# Help me figure this out?



## Cheri in NY (May 10, 2002)

DS is almost 18...was homeschooled til 8th grade, then to a Christian school through 10th grade. Repeated 5th, and Dec b-day which accounts for his age now. His father and I are separated for the last almost 3years now. Father did not pay anything towards tuition last year. Now, this June, I lost my job and can't afford the tuition. The public school is out completely. We get child support and spousal support and some help from friends. Son has been working fulltime at the farm down the road. Do I test him and put him into the grade/curriculum recommended and homeschool independently? I'm leaning towards Christian Liberty Press, unless you guys have another idea?? No paperwork requirements are necessary to the supt of schools after age 16 here in NY. Or have him do some online classes?
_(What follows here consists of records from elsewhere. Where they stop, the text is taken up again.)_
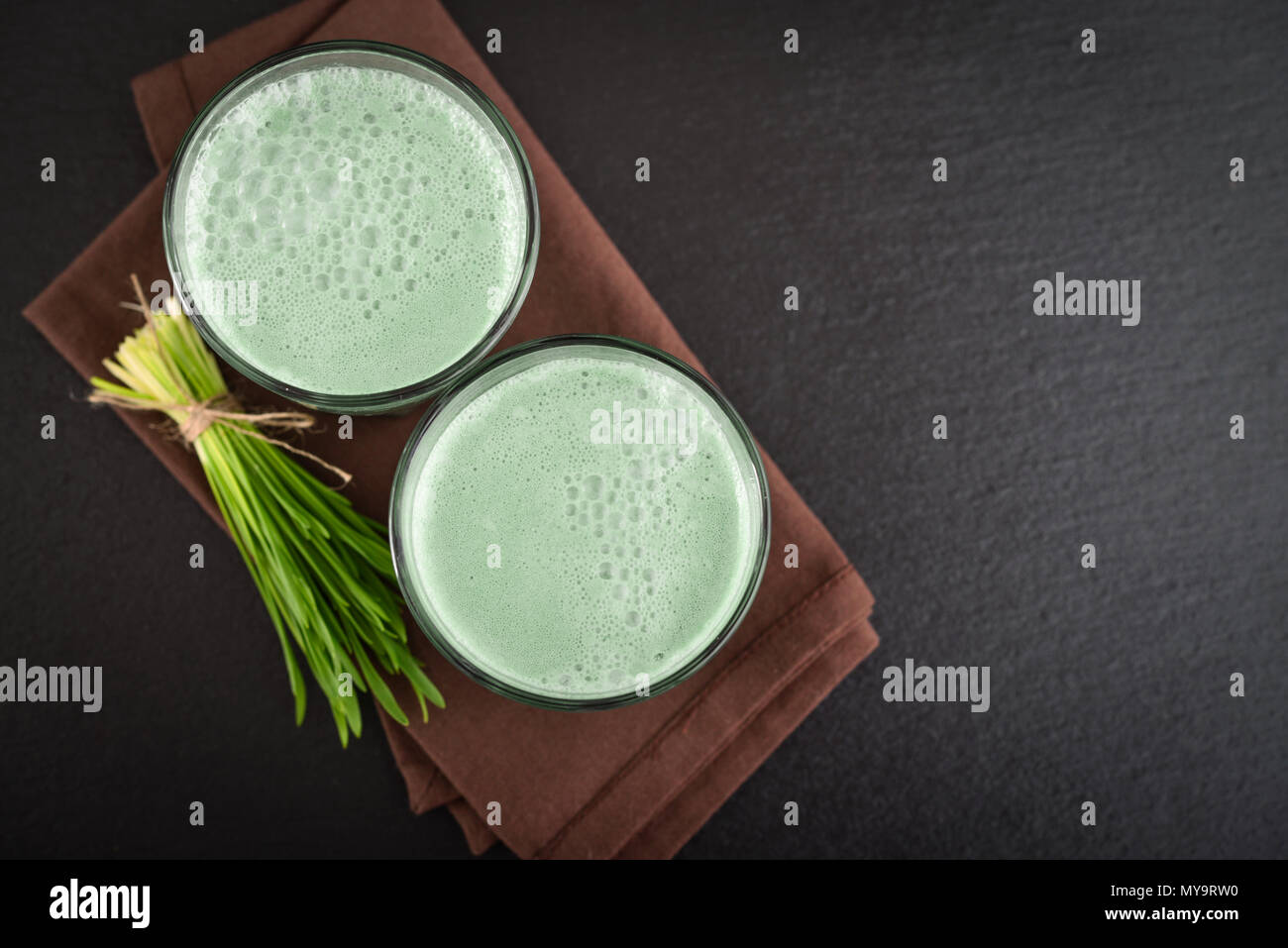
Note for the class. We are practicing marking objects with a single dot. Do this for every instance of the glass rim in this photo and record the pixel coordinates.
(400, 557)
(387, 399)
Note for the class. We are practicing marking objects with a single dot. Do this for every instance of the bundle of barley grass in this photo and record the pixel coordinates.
(323, 570)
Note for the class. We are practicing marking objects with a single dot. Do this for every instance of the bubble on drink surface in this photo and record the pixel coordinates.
(623, 581)
(329, 158)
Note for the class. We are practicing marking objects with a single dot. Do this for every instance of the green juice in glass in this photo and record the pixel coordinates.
(368, 214)
(554, 553)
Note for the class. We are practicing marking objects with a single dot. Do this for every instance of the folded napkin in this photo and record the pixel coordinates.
(631, 782)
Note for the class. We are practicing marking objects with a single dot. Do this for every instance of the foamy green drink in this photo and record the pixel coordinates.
(351, 223)
(583, 524)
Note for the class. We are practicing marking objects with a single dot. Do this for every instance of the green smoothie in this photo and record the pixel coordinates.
(366, 218)
(580, 517)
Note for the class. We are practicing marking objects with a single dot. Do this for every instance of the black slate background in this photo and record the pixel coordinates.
(915, 299)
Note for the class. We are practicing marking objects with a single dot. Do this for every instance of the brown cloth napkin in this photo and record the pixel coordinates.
(631, 782)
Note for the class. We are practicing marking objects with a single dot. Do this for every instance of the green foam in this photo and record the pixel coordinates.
(378, 217)
(566, 567)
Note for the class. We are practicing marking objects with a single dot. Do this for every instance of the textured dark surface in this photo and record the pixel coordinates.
(915, 299)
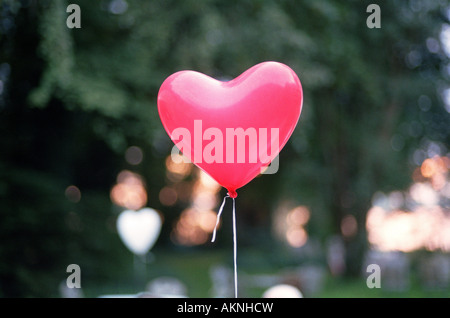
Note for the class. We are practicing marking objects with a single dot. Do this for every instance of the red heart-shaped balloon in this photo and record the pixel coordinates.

Or nothing at all?? Thank you for any and all advice??:thumb:


----------



## backwoods (Sep 12, 2004)

GED & then some on line college?


----------



## Whisperwindkat (May 28, 2009)

We use a Charlotte Mason approach and use Ambleside online as a guide. You could also have him take the ACT and then he can duel enroll in college. He would be earning high school and college credits at the same time. What are his goals? At this point in time he should have some goals with what he wants to do and where he wants to go. I would start there and then move forward toward those goals. Blessings, Kat


----------



## ErinP (Aug 23, 2007)

> You could also have him take the ACT and then he can duel enroll in college.


That's just what I was going to suggest...


----------



## Danaus29 (Sep 12, 2005)

What does he want to do? You have several options including on-line classes, early GED classes (might require school district approval), local college classes and I'm sure there are other options available. 

Some colleges offer free on-line classes. That might be a good route to go.


----------



## Scraprageous (Sep 4, 2013)

There are a lot of free online courses (Coursera, Kahn academy and more) that he could do, in addition to independent study using either the library or free online courses. Really need to ask him what he wants to do as young men at that age like their independence and usually have some ideas about the path they think they want their life to follow.


----------



## cindy-e (Feb 14, 2008)

there might also be a free online public school that uses K12 curriculum... it is very good.


----------



## offthegrid (Aug 11, 2009)

This is a late response, but I'd have him pick up classes at HVCC (local community college) that is very supportive of homeschooling. Not free, but very reasonable for college credit.

But, it sort of depends on what he wants to do? Take a break and get a job? Take a "gap year"? Or continue into community college to pick up some credits while he figures things out?


----------